No domingo passado a leitura do Evangelho conduzia-nos ao deserto e às tentações de Jesus, hoje eleva-nos ao monte Tabor, conduz-nos à transfiguração de Jesus. Um monte e um acontecimento que não podem deixar de ser colocados no horizonte de outro monte, de outro acontecimento, o monte do Gólgota e a crucifixão de Jesus.

E se alguma dúvida pudesse existir sobre este alinhamento, esta permuta de montes e acontecimentos, a Liturgia da Palavra, na leitura do Livro do Génesis com o sacrifício do filho de Abraão, bem como a leitura da Carta aos Romanos, com a referência à entrega do filho por parte de Deus Pai, desfazem-nos essas dúvidas.

Ao dar os primeiros passos na nossa caminhada para a Páscoa é-nos oferecida uma linha de orientação, um horizonte; o que podemos sofrer, o sacrifício que podemos viver, as mortes que podemos experimentar, estão precedidas pela luz da glória, pela transfiguração. Tal como acontece no relato do sacrifício de Isaac sabemos que Deus providenciará, é dessa forma que responde Abraão ao filho quando este lhe pergunta pelo cordeiro para o sacrifício. Deus providenciará o que nos falta.

A proximidade do monte Tabor e da transfiguração com o monte Gólgota e a crucifixão de Jesus conjuga-se, no entanto, em opostos, em contrários, pois se no monte Tabor Jesus é transfigurado pelo grande amor do Pai, no monte Gólgota ele é desfigurado pelos nossos pecados. E num e noutro momento os nossos olhos ficam cegos perante os acontecimentos e o mistério que os envolve. E por causa desta cegueira, as nossas atitudes e os nossos gestos sofrem igualmente uma inversão, padecem de contradição, e acontece-nos o que os Evangelhos nos relatam das testemunhas presentes aos acontecimentos.
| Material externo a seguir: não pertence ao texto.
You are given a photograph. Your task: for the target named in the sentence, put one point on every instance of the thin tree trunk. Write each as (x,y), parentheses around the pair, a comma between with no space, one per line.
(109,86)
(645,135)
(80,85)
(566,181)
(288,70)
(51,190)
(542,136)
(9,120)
Assim, no momento da transfiguração, quando se manifesta a glória de Jesus, os três discípulos presentes ficam cheios de medo, apavoram-se perante o que presenciam, esquecendo-se de adorar o Senhor, como seria normal num momento como aquele. Neste contexto, não nos podemos esquecer que Pedro, que está presente, uns dias antes tinha afirmado a sua fé respondendo que Jesus era o Messias, o Filho de Deus. Este acontecimento comprova-lhe a afirmação realizada anteriormente. A atitude não deveria ser de medo. Por outro lado, no momento da elevação da cruz no alto do Gólgota, no momento total da desfiguração, quando todos fogem, são aqueles que são considerados os mais fracos, as mulheres e o discípulo amado, que permanecem e adoram, sem medo. Quando já nada há a esperar permanece o amor.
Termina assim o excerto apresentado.